From the album Big Flower Light Go Boom
This is about someone who keeps running from what they know they shouldn't turn back to see, but they keep looking anyway. The Biblical reference isn't decoration. Lot's wife looked back at Sodom and turned to salt, and Jamison is naming the compulsion to revisit what destroys you, the way trauma or nostalgia or regret makes you freeze mid-escape.
Drive down the west coast (I will) / To San Francisco (I will) / Look over your shoulder (I will) / You're a pillar of salt
The parenthetical 'I will' functions like a mantra or a promise made to himself. But the promise isn't 'I won't look back.' It's the opposite. He's announcing he will do the thing that turns you into salt.

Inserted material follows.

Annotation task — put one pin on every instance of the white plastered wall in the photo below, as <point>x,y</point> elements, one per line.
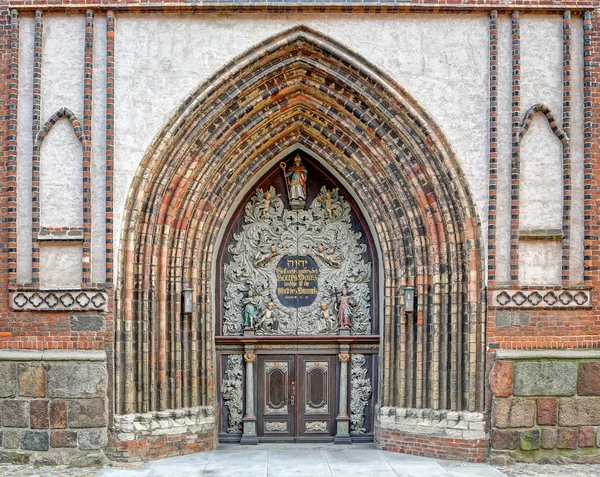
<point>441,60</point>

Well I mean nothing by it no / But we're a snowy island / Over which ten suns are shining
The image is physically impossible. Ten suns would scorch anything, but he calls it snowy. This is what being with someone feels like when the relationship generates its own weather that makes no sense from the outside.

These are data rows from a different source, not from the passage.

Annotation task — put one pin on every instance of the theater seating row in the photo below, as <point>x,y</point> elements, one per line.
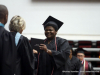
<point>92,51</point>
<point>85,44</point>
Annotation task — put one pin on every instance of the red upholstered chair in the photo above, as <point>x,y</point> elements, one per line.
<point>84,44</point>
<point>88,54</point>
<point>98,44</point>
<point>71,43</point>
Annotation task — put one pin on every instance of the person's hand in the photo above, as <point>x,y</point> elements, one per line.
<point>43,47</point>
<point>35,51</point>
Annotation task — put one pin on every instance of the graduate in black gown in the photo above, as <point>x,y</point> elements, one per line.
<point>54,58</point>
<point>75,63</point>
<point>7,45</point>
<point>25,57</point>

And all the conversations I had / With my confidantes in the Sprinter van / Talking 'bout the Moloch of America
Moloch is the Old Testament demon of child sacrifice, later used by Allen Ginsberg to mean capitalism's appetite for human souls. Jamison drops it casually, like tour-van intellectual talk, but it reframes the whole song. America itself might be Sodom, the thing you're supposed to escape but can't stop turning toward.
(I will) / (I will) / (I will) / (I will)

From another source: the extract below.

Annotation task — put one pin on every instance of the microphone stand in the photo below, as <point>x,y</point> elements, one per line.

The vow repeats without any action attached. Just the willingness, stripped of destination. He's not promising to go somewhere anymore. He's promising to keep doing the thing that freezes him.
The song never resolves whether he's talking to a lover or to himself or to the country. That might be the point. The pillar of salt is anyone who looked back when they were supposed to keep moving, and Jamison keeps doing it anyway, because the alternative is never turning around at all.